Communicate while being mindful of boundaries: Explain the pain condition in terms that are reasonable for the level of understanding, maturity, and needs of the child. Detail depends on the age of the child… but no matter the age, we do not want to increase worry. Keep in mind the practical translation of information shared: How will this help my children better understand limitations? How much detail is needed for them to comprehend without being panicked? What will be helpful for them to know?
Plan ahead: Use strategies such as time-based pacing when you engage in activities to avoid overdoing it – if your child has a soccer game tonight, bring a chair so sitting is possible, or consider how you will thoughtfully approach a big day out with the family. This is critical in feeling well today as well as the next day so you can be present with your family without a pain flare-up.
Let others help: Many family members and friends really do want to help but they may not know how. And there are many other ways to relieve the burden of day-to-day stresses by leaning on community support. Consider:
- Optimizing division of labor in your home – if mornings are the most challenging, perhaps your significant other, babysitter/nanny, or parent can take the AM shift while you focus on afternoons or evenings. Since sleep is even more important to those with pain, with a newborn perhaps your spouse can take night feedings, or if resources allow, a night nurse can cover overnight feedings.
- Using a meal service or cleaning service if that is feasible given your financial resources to remove pressure from within the household for those tasks.

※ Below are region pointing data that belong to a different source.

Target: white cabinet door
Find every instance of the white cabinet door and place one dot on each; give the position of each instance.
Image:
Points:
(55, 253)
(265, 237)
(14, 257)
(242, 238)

- Letting your friends take yours with theirs – being able to play together is a mutual benefit and likely helps her/him as much as you and your family, plus the kids have more fun.
Provide reassurance: Your children love you and want to be seen, heard, and loved themselves. You can offer that, so make sure they know it.
Be gentle with yourself: Almost everyone has an idea of what they “should” be as a parent and guilt over where and how they fall short. Remember to go easy on yourself and not make self-criticism work against your ability to generate closeness.
Focus on the positive: There is a lot you can do despite pain. Even when you may not be able to participate in a hands-on way, you may still be able to be present and supportive in a variety of other ways. Be creative and offer what you can to your children; they are surely grateful to have you and you can all take pleasure in evolving the relationship.
Parenting takes patience, fortitude, and compassion, and it is one of the most rewarding things on the planet. Don’t let chronic pain prevent you from having a strong relationship with your children – there is so much love and understanding flowing between you, capitalize on that and take it one day at a time.
Higgins, K. S., Birnie, K. A., Chambers, C. T., Wilson, A. C., Caes, L., Clark, A. J., Lynch, M., Stinson, J., & Campbell-Yeo, M. (2015). Offspring of parents with chronic pain: A systematic review and meta-analysis of pain, health, psychological, and family outcomes. Pain, 156(11), 2256–2266. https://doi.org/10.1097/j.pain.0000000000000293
Umberger, W., Martsolf, D., Jacobson, A., Risko, J., Patterson, M., & Calabro, M. (2013). The Shroud: Ways Adolescents Manage Living With Parental Chronic Pain: Adolescents and Parental Chronic Pain. Journal of Nursing Scholarship, 45(4), 344–354. https://doi.org/10.1111/jnu.12037
Murphy, J., & Rafie, S. (2021). Chronic Pain and Opioid Management: Strategies for Integrated Treatment. Washington, DC: American Psychological Association.